Несмотря на это, девочка была все это время вполне здоровой и упитанной даже. Мир не без добрых людей — местные жители — кто пару яичек принесет, кто морковку… Но сколько можно жить на подаянии?
Я еще раз напомнила о пайке. И тогда кто-то из начальства пришел к нам, попросил открыть кладовочку (вместе с нами жило несколько семей сотрудников, в общем коридоре квартиры были). И что же мы увидели? Там стояли мешки с мукой. Оказывается, ты, когда уезжал, выписал паек и поручил своему сотруднику, помнишь его имя? Ну, хорошо, не надо имени. Ты попросил передать твой паек мне. Но тот человек оказался, мягко говоря, непорядочным и сам, ничего не сказав мне, пользовался мукой. Это продолжалось более месяца. Когда его разоблачили, он чуть со злости не разломал двери, бросив в них железный лом. Потом выбежал на улицу и там еще орал не своим голосом. «Я тоже жить хочу!» — кричал он.
Да, курочка… Пошла я как-то на базар. Ходила, ходила, а все вокруг прилавка с курами хожу. Но чувствую, что никак не решусь взять. За 250 рублей за штуку — ведь это подумать только — добрая половина месячной зарплаты! А надо — Оля ослабла, просит супчика легкого. Придется брать, думаю.
Тут вижу — подходит ко мне какой-то военный, офицер. «Вы, — говорит, — хотите взять курочку, пойдемте — я помогу вам выбрать.

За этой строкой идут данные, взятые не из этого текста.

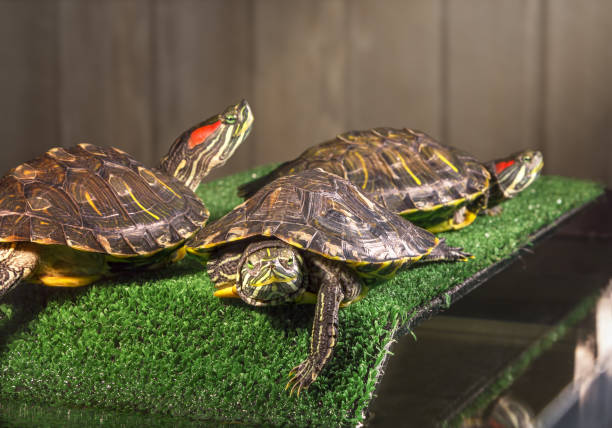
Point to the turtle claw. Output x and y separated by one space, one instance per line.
302 376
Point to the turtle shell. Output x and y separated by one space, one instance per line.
99 200
320 212
403 170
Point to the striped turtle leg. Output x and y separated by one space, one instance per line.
17 262
443 252
337 285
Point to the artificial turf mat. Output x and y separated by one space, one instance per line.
159 342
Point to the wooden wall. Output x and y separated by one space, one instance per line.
490 77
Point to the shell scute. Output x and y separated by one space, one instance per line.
96 199
322 213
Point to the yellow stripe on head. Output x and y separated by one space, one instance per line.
446 161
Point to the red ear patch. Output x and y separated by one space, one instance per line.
199 135
500 166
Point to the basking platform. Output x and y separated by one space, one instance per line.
158 346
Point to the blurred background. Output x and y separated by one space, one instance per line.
490 77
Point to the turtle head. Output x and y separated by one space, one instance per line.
207 145
270 273
516 172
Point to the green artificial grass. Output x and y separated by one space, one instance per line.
159 342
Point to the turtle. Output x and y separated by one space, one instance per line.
311 237
75 215
435 186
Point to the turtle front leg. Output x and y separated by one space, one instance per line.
17 262
338 285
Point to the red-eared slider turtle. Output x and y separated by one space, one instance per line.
311 237
72 216
409 173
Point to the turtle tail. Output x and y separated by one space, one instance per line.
444 252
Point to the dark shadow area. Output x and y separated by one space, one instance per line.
460 352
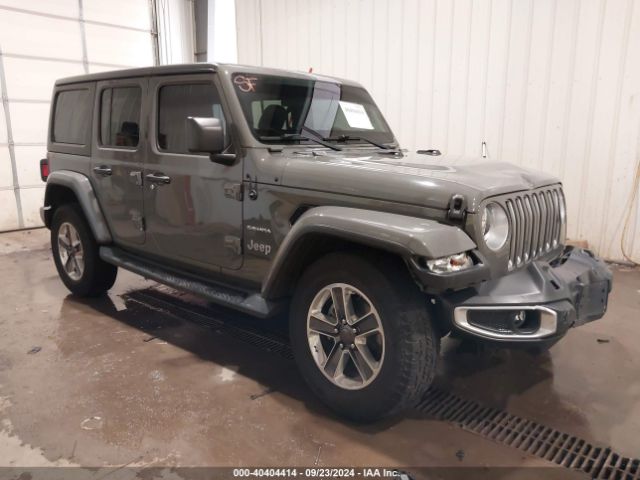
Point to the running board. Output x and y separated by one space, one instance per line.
246 302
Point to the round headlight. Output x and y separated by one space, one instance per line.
495 226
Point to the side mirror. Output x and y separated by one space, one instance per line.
205 134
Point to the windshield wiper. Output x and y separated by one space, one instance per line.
296 136
345 138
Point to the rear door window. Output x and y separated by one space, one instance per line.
72 117
120 117
176 103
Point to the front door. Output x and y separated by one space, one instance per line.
119 144
192 211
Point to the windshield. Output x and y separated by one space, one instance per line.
276 107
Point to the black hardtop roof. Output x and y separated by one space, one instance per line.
194 68
140 72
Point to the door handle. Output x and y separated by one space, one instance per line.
158 178
103 170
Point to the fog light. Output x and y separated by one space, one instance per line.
519 319
452 263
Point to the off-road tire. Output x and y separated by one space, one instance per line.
411 342
97 276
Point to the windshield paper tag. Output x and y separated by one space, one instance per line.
356 115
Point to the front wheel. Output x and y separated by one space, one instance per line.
75 253
362 336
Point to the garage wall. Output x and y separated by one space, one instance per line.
42 40
547 84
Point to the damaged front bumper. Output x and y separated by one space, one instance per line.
537 304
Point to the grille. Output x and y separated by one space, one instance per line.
536 219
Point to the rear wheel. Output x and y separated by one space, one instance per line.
75 253
362 336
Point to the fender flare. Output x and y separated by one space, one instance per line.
399 234
81 186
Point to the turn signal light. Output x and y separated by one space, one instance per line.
451 263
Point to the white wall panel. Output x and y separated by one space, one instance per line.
32 79
39 36
29 122
3 126
118 46
548 84
6 176
9 217
67 8
176 31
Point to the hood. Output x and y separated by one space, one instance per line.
412 178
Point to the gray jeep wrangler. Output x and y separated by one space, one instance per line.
265 190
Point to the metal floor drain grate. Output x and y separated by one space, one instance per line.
569 451
530 437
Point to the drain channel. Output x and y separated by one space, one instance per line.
530 437
533 438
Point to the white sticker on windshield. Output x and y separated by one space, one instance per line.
356 115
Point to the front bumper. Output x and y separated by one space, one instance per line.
553 296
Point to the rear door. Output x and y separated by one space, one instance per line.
119 145
193 206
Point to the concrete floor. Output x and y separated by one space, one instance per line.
111 382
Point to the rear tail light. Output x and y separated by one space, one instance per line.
44 169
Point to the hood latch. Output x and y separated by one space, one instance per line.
457 207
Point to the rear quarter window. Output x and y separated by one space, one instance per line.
72 117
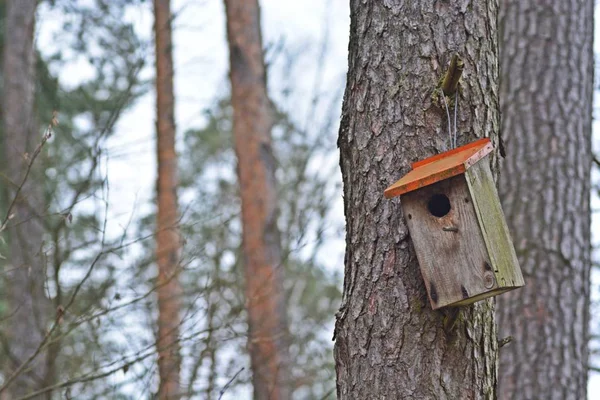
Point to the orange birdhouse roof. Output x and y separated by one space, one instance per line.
441 166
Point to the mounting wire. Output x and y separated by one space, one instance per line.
449 123
455 125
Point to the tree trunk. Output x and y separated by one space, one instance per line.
25 272
167 237
252 122
389 343
546 92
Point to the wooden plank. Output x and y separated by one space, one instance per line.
440 167
454 264
493 225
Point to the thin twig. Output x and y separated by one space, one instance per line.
47 135
222 391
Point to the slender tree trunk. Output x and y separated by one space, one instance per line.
252 122
25 272
389 343
167 237
546 93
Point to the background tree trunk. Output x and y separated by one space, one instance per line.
389 343
167 237
252 122
25 272
546 93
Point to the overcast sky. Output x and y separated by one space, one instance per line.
200 54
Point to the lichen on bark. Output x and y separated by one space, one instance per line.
389 343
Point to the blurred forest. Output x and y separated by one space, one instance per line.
95 324
93 303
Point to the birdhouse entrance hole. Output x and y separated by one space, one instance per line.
439 205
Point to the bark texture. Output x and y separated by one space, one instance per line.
252 122
167 237
25 270
389 343
546 93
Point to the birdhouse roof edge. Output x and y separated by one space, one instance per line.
440 167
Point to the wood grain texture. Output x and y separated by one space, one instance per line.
500 249
453 263
389 343
547 69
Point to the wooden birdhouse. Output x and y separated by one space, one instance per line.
457 226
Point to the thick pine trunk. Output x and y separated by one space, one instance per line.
389 343
252 122
167 237
546 94
25 270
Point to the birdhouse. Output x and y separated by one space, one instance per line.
457 226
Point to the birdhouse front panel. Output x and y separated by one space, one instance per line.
450 247
457 226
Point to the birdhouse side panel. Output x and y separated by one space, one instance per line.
446 236
493 225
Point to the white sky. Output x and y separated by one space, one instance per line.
200 54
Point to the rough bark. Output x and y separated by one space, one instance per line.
389 343
167 236
25 270
252 122
546 94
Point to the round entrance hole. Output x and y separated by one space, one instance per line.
439 205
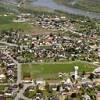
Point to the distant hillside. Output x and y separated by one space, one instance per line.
89 5
8 6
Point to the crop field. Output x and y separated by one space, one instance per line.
89 5
50 71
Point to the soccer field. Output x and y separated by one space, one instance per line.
51 71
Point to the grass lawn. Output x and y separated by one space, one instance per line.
51 70
2 87
6 23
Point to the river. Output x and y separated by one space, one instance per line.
52 5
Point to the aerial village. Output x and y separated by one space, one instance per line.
65 43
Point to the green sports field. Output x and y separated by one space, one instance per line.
51 71
89 5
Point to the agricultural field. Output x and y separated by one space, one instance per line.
89 5
50 71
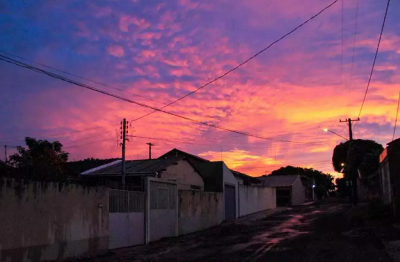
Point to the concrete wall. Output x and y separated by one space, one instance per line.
48 221
199 210
230 179
183 174
162 211
298 192
254 199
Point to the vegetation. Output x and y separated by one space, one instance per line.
364 155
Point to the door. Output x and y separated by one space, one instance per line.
163 215
126 218
230 202
283 197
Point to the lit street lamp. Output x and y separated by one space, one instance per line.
327 130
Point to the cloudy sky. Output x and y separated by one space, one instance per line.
154 52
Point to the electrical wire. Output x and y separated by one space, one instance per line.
397 113
53 75
84 78
242 63
376 55
88 143
353 55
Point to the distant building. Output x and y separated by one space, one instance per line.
289 189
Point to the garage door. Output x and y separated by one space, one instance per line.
230 202
283 197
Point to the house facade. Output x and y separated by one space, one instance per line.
289 189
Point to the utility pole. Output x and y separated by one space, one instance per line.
124 132
150 145
5 153
353 178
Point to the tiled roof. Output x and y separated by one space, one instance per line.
132 167
279 181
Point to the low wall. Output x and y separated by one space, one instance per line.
51 221
199 210
255 199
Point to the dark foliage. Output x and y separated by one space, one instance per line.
363 155
41 160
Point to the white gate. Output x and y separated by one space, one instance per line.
163 209
127 226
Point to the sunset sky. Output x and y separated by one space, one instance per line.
158 51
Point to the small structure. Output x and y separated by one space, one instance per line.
217 178
175 169
389 175
289 189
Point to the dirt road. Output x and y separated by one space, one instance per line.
308 233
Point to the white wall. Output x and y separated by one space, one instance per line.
51 221
255 199
230 179
184 174
298 192
199 210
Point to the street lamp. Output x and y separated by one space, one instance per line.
327 130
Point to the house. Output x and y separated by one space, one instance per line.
389 175
217 177
289 189
309 185
241 178
175 169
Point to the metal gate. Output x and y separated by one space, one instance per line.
163 215
230 202
127 226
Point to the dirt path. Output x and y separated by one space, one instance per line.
307 233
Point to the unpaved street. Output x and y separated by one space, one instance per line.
308 233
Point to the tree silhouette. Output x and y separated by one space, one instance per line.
363 155
41 160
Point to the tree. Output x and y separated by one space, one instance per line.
42 160
323 182
363 155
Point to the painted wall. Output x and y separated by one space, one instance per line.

Берите вот эту, но не режьте ее, она вам отплатит — каждый день будет приносить по яичку. А себя она сама прокормит — вы живете среди пшеничных полей, она всегда найдет что склевать».
И вот принесла я ее. Курочка походила, походила по комнате, затем вышла. Долго ее не было. Потом слышим: взобралась на подоконник с улицы и стучит клювом в окошко, просится. Открываю дверь. Она вбежала, походила по углам, походила, села в одном из них, яичко снесла, крылышками помахала — и снова на улицу.
Так вот, сколько мы жили там, под Алма-Атой, пока ты в Москве был, курочка эта ни одного зернышка в комнате нашей со стола не склевала, а там всегда лежала селекционная пшеница. Кормилась на улице, и каждый день — яичко.
О, как мы тебя ждали! Делянки наши были на бугорке, на горочке маленькой. Как будто для того, чтобы я садилась там и видела далеко вокруг и линию железной дороги, конечно. И каждый раз ожидали, сидя с Олей на этом бугорке, — вот поезд идет, привезет Гену и тебя. Но ничего этого не случилось, — глубоко вздохнув, смолкла Полина Александровна.
И как впервые встретились в Ессентуках, об этом тоже вспомнили. Когда заведующий сказал, что сегодня ночью, мол, приезжает практикантка и нужно ее встретить. Он тут же спросил, кто пойдет на станцию. Павел почему-то согласился сразу. Поздно вечером явился на станцию, подремал на лавочке, походил по перрону, а там и поезд подошел. Было два часа ночи.